Posted in books by Jeff on January 3, 2024

I’m about halfway through Ronald Brownstein’s book Rock Me on the Water, about 1974 in Los Angeles. It mixes coverage of movies, music, television, and politics (as per the stemwinder of a subtitle) and attempts to make a case that 1974 was a particularly pivotal year for America, with many of the forces for change coming from L.A.

It’s striking just how little the book is about 1974. To introduce, for instance, All in the Family, the sitcom that headed a historically great Saturday night TV lineup that year, we get pages and pages of background about producer Norman Lear, about the studio heads who approved the show, about the actors and writers, and so on.

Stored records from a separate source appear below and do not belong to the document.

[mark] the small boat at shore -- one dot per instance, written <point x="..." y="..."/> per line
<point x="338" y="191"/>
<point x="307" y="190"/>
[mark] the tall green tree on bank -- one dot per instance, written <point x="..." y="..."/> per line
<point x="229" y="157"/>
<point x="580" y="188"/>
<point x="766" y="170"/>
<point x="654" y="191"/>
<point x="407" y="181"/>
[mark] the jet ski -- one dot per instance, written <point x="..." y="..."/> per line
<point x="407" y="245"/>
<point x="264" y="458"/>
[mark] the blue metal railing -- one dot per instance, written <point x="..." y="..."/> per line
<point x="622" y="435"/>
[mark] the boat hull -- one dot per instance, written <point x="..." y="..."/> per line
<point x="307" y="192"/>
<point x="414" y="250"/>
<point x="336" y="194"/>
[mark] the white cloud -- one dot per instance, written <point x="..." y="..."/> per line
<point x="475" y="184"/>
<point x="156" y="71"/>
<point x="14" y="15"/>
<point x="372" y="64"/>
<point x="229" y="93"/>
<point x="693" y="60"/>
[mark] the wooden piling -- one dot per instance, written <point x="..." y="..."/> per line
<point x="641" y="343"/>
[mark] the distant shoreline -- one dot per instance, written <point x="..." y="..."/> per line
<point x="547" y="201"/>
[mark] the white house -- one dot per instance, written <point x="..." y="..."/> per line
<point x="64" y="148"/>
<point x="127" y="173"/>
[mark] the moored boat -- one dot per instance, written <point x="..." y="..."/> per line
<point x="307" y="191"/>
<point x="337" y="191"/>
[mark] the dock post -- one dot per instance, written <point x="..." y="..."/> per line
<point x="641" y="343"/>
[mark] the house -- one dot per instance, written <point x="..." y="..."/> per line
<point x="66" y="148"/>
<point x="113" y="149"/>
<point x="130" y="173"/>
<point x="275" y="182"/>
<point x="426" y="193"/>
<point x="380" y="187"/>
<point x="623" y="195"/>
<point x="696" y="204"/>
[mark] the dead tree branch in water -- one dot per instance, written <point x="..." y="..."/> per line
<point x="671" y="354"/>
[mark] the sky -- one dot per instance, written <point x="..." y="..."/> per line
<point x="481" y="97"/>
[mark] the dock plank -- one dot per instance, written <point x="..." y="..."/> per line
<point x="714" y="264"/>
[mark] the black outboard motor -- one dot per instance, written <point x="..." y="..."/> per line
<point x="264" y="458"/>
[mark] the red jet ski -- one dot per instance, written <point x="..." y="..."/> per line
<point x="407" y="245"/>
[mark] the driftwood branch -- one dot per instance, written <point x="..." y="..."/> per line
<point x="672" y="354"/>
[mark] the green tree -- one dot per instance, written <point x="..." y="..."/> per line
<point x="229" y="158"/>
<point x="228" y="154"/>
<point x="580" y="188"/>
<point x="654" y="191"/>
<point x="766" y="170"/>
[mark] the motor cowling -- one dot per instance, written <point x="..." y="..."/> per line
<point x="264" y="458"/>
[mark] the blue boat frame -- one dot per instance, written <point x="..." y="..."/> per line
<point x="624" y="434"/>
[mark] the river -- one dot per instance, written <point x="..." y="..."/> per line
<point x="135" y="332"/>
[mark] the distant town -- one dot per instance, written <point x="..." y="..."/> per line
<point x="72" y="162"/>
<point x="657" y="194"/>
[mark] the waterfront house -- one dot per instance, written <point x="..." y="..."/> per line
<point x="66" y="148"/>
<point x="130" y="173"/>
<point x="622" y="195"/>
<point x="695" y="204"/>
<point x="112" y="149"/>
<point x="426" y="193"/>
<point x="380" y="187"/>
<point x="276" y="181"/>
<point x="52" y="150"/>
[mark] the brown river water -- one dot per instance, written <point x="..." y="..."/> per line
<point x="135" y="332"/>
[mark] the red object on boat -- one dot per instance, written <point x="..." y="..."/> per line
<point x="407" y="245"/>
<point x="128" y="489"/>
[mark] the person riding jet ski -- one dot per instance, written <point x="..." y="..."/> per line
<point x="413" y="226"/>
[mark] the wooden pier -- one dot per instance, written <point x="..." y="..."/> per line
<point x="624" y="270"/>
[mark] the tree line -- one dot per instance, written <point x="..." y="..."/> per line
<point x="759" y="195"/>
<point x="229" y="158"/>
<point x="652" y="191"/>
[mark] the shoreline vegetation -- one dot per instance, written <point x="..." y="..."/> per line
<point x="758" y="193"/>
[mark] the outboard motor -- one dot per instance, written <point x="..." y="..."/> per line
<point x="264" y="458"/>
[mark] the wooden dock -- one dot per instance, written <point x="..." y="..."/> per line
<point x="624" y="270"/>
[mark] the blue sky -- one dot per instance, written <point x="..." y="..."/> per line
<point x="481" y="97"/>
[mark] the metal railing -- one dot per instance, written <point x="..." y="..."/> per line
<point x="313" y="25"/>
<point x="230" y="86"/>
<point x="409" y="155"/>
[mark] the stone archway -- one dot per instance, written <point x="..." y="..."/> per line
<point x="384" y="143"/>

That’s probably how it should be: Any big event will have causes that trace many years further back.

Properly treating the subjects like this, though, casts doubt on the argument. If the roots of a breakthrough movie lay 2, 3, 5, or 10 years in the past, which is the pivotal date? 50 years on, it doesn’t matter exactly when something happened. Even Brownstein acknowledges that, mixing coverage of famous films that were filmed, written, and conceived in 1974 with those that were actually released in his chosen year. Wouldn’t a better book drop the single-year gimmick and properly work out the sequence of events that led to the milestone?

I don’t know, but I do know that covering a single year without drowning in background is hard. I just completed my (considerably less-ambitious) 1973 Redux, about one tennis season. Even with short stand-alone vignettes, I often fought the urge to stop, jump back a decade, and bring the story up to date with several paragraphs of context. Presumably single-year concepts are easier for sports than other topics: A sporting season really is self-contained within a several-month period, even if the stories of the principal figures are not.

There’s also the danger of the opposite problem: a book with too little background, usually drawing heavily on newspaper research. Plenty of authors spend too much time in the archives, then report each twist and turn of the story as it appeared to contemporary readers. (Here again, writing about sports is an advantage, as those twists remain interesting, at least to readers who care about the subject.)

Clearly, the gimmick isn’t going away. One Goodreads user came up with a list of 46 books purporting to be the history of a single year from 69 AD to 1968. (There’s also a book about 1177 B.C., which is particularly imprecise by its very nature.) It’s an unusual case in which you’d rather an author doesn’t follow through too exactly on their title. Writing about the momentousness of one year is more difficult than it sounds.